Open Triang3l opened 10 years ago
By the way, maybe implement Fast4VerticesSSE on Linux?
void *pCurrPos = m_pCurrPosition;
__m128 m1, m2, m3;
m1 = _mm_load_ps((float *)vtx_a);
m2 = _mm_load_ps((float *)vtx_a + 4);
m3 = _mm_load_ps((float *)vtx_a + 8);
_mm_stream_ps((float *)pCurrPos, m1);
_mm_stream_ps((float *)pCurrPos + 4, m2);
_mm_stream_ps((float *)pCurrPos + 8, m3);
m1 = _mm_load_ps((float *)vtx_b);
m2 = _mm_load_ps((float *)vtx_b + 4);
m3 = _mm_load_ps((float *)vtx_b + 8);
_mm_stream_ps((float *)pCurrPos + 12, m1);
_mm_stream_ps((float *)pCurrPos + 16, m2);
_mm_stream_ps((float *)pCurrPos + 20, m3);
m1 = _mm_load_ps((float *)vtx_c);
m2 = _mm_load_ps((float *)vtx_c + 4);
m3 = _mm_load_ps((float *)vtx_c + 8);
_mm_stream_ps((float *)pCurrPos + 24, m1);
_mm_stream_ps((float *)pCurrPos + 28, m2);
_mm_stream_ps((float *)pCurrPos + 32, m3);
m1 = _mm_load_ps((float *)vtx_d);
m2 = _mm_load_ps((float *)vtx_d + 4);
m3 = _mm_load_ps((float *)vtx_d + 8);
_mm_stream_ps((float *)pCurrPos + 36, m1);
_mm_stream_ps((float *)pCurrPos + 40, m2);
_mm_stream_ps((float *)pCurrPos + 44, m3);
Oh, well, I guess clobbers are not required because of emms
. But still, needs more research.
In CVertexBuilder functions FastVertex and FastVertexSSE (both have two overloads for DX7 and DX8 meshes) in public/materialsystem/imesh.h, clobbered MMX and SSE are not specified in the list.
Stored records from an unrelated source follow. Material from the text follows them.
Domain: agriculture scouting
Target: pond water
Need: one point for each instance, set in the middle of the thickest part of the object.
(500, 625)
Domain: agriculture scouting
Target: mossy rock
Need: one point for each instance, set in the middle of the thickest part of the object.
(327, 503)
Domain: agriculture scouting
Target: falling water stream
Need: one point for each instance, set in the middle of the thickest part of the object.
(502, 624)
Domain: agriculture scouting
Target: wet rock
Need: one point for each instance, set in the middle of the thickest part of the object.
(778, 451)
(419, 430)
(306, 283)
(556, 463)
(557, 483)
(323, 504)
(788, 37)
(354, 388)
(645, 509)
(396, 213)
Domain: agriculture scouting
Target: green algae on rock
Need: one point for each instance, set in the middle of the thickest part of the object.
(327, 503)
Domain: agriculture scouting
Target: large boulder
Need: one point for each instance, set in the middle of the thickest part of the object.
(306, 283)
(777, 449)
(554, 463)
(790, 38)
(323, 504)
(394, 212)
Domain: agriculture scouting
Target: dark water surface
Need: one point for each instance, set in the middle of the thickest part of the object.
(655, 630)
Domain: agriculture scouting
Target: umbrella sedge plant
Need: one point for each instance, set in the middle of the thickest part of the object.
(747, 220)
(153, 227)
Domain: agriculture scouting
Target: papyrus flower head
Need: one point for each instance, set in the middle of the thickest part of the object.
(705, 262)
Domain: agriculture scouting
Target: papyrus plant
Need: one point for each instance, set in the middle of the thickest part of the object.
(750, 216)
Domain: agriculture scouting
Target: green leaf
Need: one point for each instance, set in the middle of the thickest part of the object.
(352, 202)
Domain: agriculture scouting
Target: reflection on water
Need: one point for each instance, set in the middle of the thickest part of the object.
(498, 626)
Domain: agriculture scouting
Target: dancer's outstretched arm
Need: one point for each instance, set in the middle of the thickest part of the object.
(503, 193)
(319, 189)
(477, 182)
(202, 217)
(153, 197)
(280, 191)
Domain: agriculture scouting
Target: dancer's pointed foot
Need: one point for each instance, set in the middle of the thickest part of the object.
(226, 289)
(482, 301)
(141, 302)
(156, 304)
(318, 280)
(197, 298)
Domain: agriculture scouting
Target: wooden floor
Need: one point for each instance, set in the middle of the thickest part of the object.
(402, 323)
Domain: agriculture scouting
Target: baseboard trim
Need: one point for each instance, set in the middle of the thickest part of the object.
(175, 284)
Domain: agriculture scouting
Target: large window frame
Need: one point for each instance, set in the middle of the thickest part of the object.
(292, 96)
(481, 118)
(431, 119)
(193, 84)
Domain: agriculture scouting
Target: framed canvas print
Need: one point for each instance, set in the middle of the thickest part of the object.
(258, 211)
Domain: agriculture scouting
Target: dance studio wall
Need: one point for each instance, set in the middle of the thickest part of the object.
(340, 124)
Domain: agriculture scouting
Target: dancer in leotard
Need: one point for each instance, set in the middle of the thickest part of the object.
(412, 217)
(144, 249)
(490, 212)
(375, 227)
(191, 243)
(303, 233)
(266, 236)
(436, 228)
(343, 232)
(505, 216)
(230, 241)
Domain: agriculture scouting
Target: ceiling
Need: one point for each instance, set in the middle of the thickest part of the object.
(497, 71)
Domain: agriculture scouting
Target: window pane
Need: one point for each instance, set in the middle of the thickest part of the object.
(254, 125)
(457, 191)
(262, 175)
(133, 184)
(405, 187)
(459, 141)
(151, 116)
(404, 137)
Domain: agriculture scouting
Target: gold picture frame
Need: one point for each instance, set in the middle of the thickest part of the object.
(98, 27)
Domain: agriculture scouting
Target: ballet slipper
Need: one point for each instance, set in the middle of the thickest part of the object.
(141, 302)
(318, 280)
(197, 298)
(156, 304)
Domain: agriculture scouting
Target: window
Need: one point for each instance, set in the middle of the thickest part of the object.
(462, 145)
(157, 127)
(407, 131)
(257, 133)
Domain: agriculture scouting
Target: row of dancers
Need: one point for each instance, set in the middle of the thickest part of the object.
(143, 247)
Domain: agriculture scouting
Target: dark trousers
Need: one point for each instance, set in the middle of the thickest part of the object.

Since CStudioRender::R_StudioDrawDynamicMesh doesn't seem to do any other x87, MMX or SSE operations, not listing the clobbered registers doesn't cause anything bad now, but still, it would be better to list them properly to avoid possible issues in the future.